Various attempts have been made to distinguish between behaviour disorders and psychiatric illness in these individuals. Gardner and co-workers(16) have proposed a bio-psycho-social diagnostic approach, which takes account of the multiple factors underlying and maintaining the behaviour disturbances of a particular individual. They point out that behaviour disorders with a neuropsychiatric and organic basis can still acquire a functional component if they are being reinforced by the environment or are of value to the individual. Another approach is from the developmental perspective,(3,17) viewing behaviour disorders as the result of a lack of real understanding of the person’s developmental aspects and interactional problems.
(a) Aggressive behaviour
Aggressive behaviour is a common problem among persons with ID. The symptom of aggression is often a feature of the psychosis, depression, or antisocial personality disorder, and is often described in genetic disorders such as the fragile X, Prader-Willi, and
Klinefelter syndromes. Learned aggression through the imitation of aggressive models or as a function of communication is also found relatively frequently among people with ID.
Klinefelter syndromes. Learned aggression through the imitation of aggressive models or as a function of communication is also found relatively frequently among people with ID.

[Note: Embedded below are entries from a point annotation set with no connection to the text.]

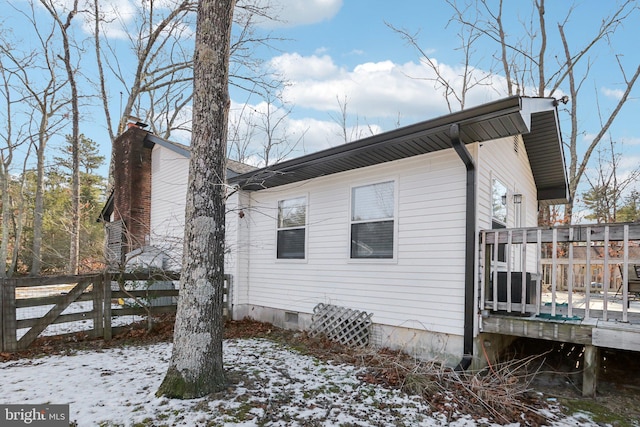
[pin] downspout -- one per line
(470, 241)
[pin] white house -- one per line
(387, 225)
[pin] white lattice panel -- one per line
(341, 324)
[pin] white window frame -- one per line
(394, 257)
(305, 227)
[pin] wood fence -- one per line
(30, 306)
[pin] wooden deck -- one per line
(574, 284)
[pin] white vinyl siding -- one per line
(372, 221)
(423, 288)
(292, 227)
(169, 176)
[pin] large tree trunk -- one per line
(196, 367)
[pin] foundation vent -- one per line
(340, 324)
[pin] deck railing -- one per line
(578, 272)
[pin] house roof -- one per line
(536, 119)
(234, 168)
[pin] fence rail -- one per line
(30, 306)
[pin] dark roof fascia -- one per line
(107, 209)
(176, 147)
(471, 115)
(507, 117)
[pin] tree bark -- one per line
(196, 367)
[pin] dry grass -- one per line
(499, 393)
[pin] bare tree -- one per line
(12, 139)
(349, 132)
(63, 24)
(196, 367)
(454, 88)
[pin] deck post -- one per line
(8, 322)
(590, 373)
(106, 311)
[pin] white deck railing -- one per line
(579, 272)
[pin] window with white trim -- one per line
(372, 220)
(292, 224)
(499, 212)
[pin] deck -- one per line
(576, 284)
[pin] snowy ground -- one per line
(271, 385)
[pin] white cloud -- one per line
(631, 140)
(374, 89)
(293, 13)
(613, 93)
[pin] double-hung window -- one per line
(499, 212)
(372, 220)
(292, 224)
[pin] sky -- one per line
(342, 57)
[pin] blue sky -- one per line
(343, 51)
(350, 53)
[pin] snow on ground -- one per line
(271, 385)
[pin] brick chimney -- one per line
(132, 188)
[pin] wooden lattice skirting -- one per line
(341, 324)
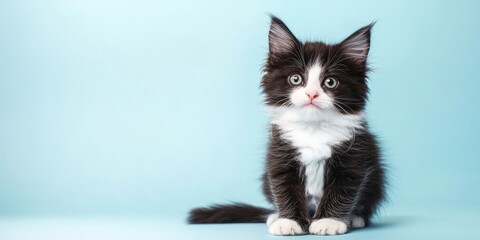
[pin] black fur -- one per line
(354, 178)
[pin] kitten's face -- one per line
(313, 79)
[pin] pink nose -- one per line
(312, 94)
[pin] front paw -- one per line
(284, 226)
(327, 226)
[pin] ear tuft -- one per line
(280, 39)
(357, 45)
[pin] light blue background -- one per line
(147, 108)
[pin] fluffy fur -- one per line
(324, 173)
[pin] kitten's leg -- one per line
(358, 222)
(333, 213)
(272, 218)
(289, 197)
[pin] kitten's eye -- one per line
(295, 79)
(330, 83)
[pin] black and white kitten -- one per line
(323, 173)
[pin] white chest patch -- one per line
(314, 140)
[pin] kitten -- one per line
(324, 174)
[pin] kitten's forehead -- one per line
(315, 52)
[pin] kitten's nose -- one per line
(312, 94)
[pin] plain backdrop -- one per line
(127, 108)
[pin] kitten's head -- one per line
(314, 79)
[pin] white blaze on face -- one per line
(299, 97)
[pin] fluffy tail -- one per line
(229, 213)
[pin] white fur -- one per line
(358, 222)
(314, 130)
(284, 226)
(272, 218)
(327, 226)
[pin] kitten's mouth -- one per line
(312, 104)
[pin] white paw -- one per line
(327, 226)
(272, 218)
(358, 222)
(284, 226)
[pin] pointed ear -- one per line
(280, 39)
(357, 45)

(b) Self-injurious behaviour
Self-injurious behaviour occurs more often among persons with moderate and severe ID (IQ < 50), beginning sometimes in toddler age and most frequently between the ages of 10 and 20. The occurrence of self-injurious behaviour is related to genetic and organic disturbances and adverse environmental and development conditions. Certain psychiatric disorders such as depression and psychosis may also elicit self-injurious behaviour.
(c) Offending behaviour
Owing to their behaviour problems, these individuals may become involved in activities, that bring them into conflict with the law. Insufficient understanding of their problems and needs may result in their not receiving the appropriate support from the social services. The typical offender with ID is, according to Day,(18) a young male functioning in the mild to borderline intellectual range, from a poor urban environment, with a history of psychosocial deprivation, behaviour problems, and personality disorder. The most common offences are acquisitive and technical, but sex offences and arson are considerably overrepresented.
Personality disorders
Various investigators have reported personality disorders among persons with ID.(19,20) The relevance of the concept of personality disorder, in particular with regard to the persons with more severe ID, has been questioned by a number of investigators. Apparently, in these persons, besides the problem of personality disorders, there is a problem of personality development. Zigler and colleagues(21) have explored personality traits thought to be particularly salient in determining the behaviour of individuals with ID. Levitas and Gilson(22) have stressed the importance of a crisis period during the process of personality development and the related psychosocial aspects. Other developmentally oriented authors(14,23) make a link between, on the one hand, the problematic processing of particular phase-specific aspects of emotional development and ego structuring, such as the achievement of secure attachment, an intercompetitive separation-individuation process, and the establishing of ego functions, and, on the other hand, the increased vulnerability of these individuals to particular psychiatric disorders such as depression, social withdrawal, disruptive behaviours, etc. Classification of personality problems within the existing diagnostic categories for personality disorders in general population is questionable and requires modification of particular diagnostic criteria.(4, 5) It is unlikely that personality disorders could be diagnosed in persons with severe/profound ID.